Рейвен вертел головой, осматриваясь вокруг, перешел первую линию проезжей дороги набережной, пересек аллею и зашагал по брусчатке между двух рядов исполинских пирамидальных тополей, с интересом рассматривая экипажи, проезжающие справа и слева, суда у причалов, дома.
Он миновал массивное здание Биржи Торгового флота, дошел до речного вокзала и некоторое время с усмешкой изучал расписание пассажирских катеров, что ходят по Лур-ривер от Нэвера, через Нэнт, Энж, Тауэр, до Орлэна.
Некоторые люди украдкой посматривали на него. Их занимали горб, шапочка, загадочное сочетание штанов стюарда и куртки механика… Да и вообще, не каждый день встречается человек, которому расписание и схема движения катеров кажутся забавными!
Насладившись созерцанием расписания, Рейвен прошел между Биржей и вокзалом по Бэк-Роад с видом человека, который понятия не имеет, что встретится у него на пути, но который готов к этому.
Для тех, кто знаком с достопримечательностями Нэнта, не будет сюрпризом узнать, что увидел этот человек из леса, когда миновал Бэк-Роад и очутился на углу Той-Си-стрит, перед ажурной решеткой, окружающей пруд перед дворцовым комплексом Клуба Лендлордов. Но Рейвен, похоже, вовсе не был готов к тому, что увидел.
Прямо перед ним была литая решетка с орнаментом друидов и геральдическими навершиями в виде миниатюрных сторожевых башен из дикого камня. А за решеткой пруд – «Игрушечное море», на котором выстроились две флотилии моделей кораблей, готовых к сражению. Модели, каждая величиной с ялик, были точными копиями парусных военных судов, участвовавших в битве при Ронвиле.
По ту сторону пруда, на ярусах шестигранной башни занимали места члены клуба. К началу битвы всё было готово.
Рейвен заинтересовался не столько сражением, сколько равнодушием прохожих. Люди, шедшие по Той-Си-стрит, в основном на восток, только ненадолго останавливались, чтобы полюбоваться сверкающими на солнце парусами, красотой штандартов, но торопились мимо.

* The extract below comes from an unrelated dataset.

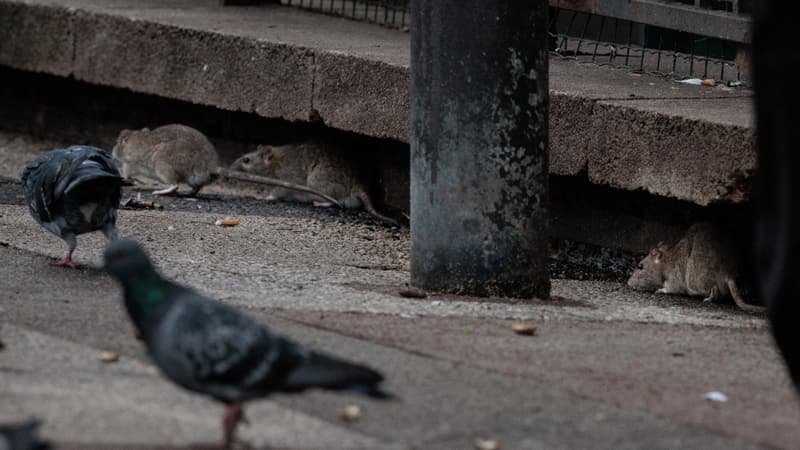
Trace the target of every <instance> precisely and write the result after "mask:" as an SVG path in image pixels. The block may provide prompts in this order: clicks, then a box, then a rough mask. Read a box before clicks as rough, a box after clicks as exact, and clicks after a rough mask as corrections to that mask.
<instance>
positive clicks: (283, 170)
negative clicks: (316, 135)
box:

Экипажи тоже двигались большей частью в восточном направлении.
Группа подростков в длинных сюртуках и брюках до колен, под руководством пожилого джентльмена в белом кителе с золотой эполетой и бархатных панталонах с бантами на лиловых чулках и туфлях с пряжками, остановилась у решетки.
– Игроки занимают места! – радостно воскликнул один из подростков и послал джентльмену с эполетой умоляющий взгляд.

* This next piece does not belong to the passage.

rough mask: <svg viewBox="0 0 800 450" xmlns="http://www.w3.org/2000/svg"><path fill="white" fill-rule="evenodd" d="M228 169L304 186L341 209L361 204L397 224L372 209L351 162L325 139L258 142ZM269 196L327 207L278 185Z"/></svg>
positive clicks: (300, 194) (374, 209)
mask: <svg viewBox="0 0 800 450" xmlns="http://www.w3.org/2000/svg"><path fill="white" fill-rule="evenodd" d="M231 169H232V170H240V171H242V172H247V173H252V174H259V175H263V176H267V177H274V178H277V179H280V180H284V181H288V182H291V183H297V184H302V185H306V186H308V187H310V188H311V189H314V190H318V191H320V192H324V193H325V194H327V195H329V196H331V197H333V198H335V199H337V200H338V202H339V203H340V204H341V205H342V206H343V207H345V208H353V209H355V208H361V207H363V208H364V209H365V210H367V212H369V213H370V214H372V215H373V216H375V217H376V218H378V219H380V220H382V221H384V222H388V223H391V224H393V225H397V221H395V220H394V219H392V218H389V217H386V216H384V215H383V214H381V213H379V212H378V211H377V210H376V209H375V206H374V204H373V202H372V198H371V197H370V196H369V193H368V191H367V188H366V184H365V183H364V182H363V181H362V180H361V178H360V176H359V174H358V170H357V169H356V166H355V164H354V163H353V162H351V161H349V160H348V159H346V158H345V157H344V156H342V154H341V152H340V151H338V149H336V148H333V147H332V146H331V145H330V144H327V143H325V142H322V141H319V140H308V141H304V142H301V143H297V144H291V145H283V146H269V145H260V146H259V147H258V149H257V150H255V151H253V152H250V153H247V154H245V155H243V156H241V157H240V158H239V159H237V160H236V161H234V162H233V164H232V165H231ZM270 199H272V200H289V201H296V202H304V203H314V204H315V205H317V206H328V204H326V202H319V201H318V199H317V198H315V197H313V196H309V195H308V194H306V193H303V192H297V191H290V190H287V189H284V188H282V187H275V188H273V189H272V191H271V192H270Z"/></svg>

Джентльмен достал из нагрудного кармана огромные часы на цепочке и, взглянув на циферблат, благосклонно кивнул мальчишке.
Рейвен присмотрелся и увидел, как по разные стороны пруда на ажурных вышках устраиваются два человека с рупорами в руках. Это и были игроки.
Кроме того, от его взгляда не ускользнули движения на кораблях. На ближайшем трехмачтовом, оригинальной конструкции паруснике, похожем на фрегат и галеон одновременно, открылся в палубе люк, оттуда, явно стараясь быть незаметным, выскочил человек в черном трико и, скользнув по палубе, быстро перевязал наново какой-то узел в снастях, после чего опять юркнул вниз и закрыл за собой решетчатый люк.
Тут же на этом фрегате-галеоне, будто в качестве проверки, приспустился и вновь пополз вверх бом-кливер.
– Тарарурама! – крикнул один из игроков на ажурных вышках.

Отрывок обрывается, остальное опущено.